If you don't mind the extra weight in the case where both prefix "A" and suffix "B" exist, you can use a shorter regex:
reMatcher= re.compile(r"(?<=\AA).*|.*(?=B\Z)")
(using \A
for ^
and \Z
for $
)
This one keeps the "A" prefix (instead of the "B" prefix of your solution) when both "A" and "B" are at their respective corners:
'A text here' matches ' text here'
'more text hereB' matches 'more text here'
'AYES!B' matched 'AYES!'
'neither' doesn't match
Otherwise, a non-regex solution (some would say a more “Pythonic” one) is:
def strip_prefix_suffix(text, prefix, suffix):
left = len(prefix) if text.startswith(prefix) else 0
right= -len(suffix) if text.endswith(suffix) else None
return text[left:right] if left or right else None
If there is no match, the function returns None
to differentiate from a possible ''
(e.g. when called as strip_prefix_suffix('AB', 'A', 'B')
).
PS I should also say that this regex:
(?<=\AA).*(?=B\Z)|(?<=\AA).*|.*(?=B\Z)
should work, but it doesn't; it works just like the one I suggested, and I can't understand why.
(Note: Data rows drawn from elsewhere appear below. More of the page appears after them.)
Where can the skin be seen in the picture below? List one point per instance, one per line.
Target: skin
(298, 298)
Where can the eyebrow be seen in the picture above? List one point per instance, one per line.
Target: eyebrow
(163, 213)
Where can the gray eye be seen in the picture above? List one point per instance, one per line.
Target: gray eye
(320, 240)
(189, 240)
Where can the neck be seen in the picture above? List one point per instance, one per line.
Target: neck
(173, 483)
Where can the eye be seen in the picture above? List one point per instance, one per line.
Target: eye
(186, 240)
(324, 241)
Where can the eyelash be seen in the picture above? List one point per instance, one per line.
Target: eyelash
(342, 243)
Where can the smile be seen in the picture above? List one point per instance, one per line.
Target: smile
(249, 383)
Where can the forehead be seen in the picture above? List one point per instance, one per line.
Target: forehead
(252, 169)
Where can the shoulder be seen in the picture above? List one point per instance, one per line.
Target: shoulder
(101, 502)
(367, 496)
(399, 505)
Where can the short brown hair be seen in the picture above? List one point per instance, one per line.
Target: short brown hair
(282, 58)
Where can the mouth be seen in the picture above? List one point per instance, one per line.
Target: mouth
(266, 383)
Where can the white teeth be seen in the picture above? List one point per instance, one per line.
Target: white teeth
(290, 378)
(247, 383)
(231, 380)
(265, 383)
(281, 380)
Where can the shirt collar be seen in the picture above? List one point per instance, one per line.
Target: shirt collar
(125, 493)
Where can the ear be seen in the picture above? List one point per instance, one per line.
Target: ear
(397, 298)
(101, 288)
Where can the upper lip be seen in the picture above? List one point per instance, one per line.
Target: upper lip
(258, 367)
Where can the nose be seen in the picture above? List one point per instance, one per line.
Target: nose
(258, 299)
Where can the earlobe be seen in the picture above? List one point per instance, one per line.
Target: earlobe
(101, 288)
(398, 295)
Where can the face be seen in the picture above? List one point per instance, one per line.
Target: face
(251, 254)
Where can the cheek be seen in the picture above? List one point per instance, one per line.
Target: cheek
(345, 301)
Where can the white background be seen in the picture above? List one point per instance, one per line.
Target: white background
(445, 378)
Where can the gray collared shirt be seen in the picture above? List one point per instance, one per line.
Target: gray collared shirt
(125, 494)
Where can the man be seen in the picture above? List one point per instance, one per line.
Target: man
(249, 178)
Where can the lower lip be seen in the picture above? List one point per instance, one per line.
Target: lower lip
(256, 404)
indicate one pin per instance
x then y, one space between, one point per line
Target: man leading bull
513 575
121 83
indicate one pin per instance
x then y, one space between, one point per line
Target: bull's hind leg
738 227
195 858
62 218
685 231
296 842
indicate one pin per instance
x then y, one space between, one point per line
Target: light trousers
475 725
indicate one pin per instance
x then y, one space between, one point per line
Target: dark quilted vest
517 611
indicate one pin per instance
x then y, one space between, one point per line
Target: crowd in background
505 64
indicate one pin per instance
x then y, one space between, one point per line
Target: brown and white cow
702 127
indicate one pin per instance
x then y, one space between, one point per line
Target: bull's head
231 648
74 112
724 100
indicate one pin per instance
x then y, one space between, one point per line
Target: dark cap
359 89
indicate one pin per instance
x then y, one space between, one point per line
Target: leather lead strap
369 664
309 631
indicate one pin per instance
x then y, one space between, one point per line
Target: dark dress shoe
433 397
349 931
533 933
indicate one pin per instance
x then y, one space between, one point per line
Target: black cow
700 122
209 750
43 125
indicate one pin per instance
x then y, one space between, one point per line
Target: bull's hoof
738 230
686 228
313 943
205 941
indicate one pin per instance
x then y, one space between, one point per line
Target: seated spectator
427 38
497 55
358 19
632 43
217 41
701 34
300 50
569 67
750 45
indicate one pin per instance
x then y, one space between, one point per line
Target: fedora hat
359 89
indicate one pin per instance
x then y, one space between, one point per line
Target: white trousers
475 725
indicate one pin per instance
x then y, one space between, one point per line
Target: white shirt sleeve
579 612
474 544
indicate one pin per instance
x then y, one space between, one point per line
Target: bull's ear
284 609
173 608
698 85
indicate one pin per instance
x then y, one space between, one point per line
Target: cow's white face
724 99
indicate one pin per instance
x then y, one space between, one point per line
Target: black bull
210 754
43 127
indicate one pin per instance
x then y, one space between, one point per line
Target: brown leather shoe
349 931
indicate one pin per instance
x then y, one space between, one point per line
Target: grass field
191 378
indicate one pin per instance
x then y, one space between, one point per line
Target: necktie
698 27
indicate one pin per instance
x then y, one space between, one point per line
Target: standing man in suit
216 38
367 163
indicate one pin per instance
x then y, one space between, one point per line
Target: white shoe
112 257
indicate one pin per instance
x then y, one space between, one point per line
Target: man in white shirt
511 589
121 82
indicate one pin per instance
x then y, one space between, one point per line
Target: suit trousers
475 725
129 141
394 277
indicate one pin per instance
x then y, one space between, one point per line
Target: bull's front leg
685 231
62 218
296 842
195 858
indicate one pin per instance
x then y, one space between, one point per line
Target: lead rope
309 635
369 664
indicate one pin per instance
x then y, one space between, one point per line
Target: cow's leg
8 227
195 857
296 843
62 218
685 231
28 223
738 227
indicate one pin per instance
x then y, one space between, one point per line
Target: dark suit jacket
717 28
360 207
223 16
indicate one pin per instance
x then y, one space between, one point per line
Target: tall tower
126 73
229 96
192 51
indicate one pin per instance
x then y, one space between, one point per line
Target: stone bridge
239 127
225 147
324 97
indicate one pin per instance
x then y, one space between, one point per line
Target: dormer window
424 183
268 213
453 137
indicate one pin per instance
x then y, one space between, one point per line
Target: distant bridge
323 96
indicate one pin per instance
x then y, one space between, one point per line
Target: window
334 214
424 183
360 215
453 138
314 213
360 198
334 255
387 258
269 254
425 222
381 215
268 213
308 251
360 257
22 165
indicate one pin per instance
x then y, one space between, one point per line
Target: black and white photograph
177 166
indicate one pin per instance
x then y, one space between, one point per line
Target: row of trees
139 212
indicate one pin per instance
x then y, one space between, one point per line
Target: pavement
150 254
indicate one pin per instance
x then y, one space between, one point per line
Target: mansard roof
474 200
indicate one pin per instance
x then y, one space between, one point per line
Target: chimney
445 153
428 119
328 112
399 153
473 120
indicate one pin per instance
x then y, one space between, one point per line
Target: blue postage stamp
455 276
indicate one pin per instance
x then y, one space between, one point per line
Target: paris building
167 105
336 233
Breaking down the regex into parts, we can see something weird:
>>> text= 'AYES!B'
>>> re.compile('(?<=\\AA).*(?=B\\Z)').search(text).group(0)
'YES!'
>>> re.compile('(?<=\\AA).*').search(text).group(0)
'YES!B'
>>> re.compile('.*(?=B\\Z)').search(text).group(0)
'AYES!'
>>> re.compile('(?<=\\AA).*(?=B\\Z)|(?<=\\AA).*').search(text).group(0)
'YES!'
>>> re.compile('(?<=\\AA).*(?=B\\Z)|.*(?=B\\Z)').search(text).group(0)
'AYES!'
>>> re.compile('(?<=\\AA).*|.*(?=B\\Z)').search(text).group(0)
'AYES!'
>>> re.compile('(?<=\\AA).*(?=B\\Z)|(?<=\\AA).*|.*(?=B\\Z)').search(text).group(0)
'AYES!'
For some strange reason, the .*(?=B\\Z)
subexpression takes precedence, even though it's the last alternative.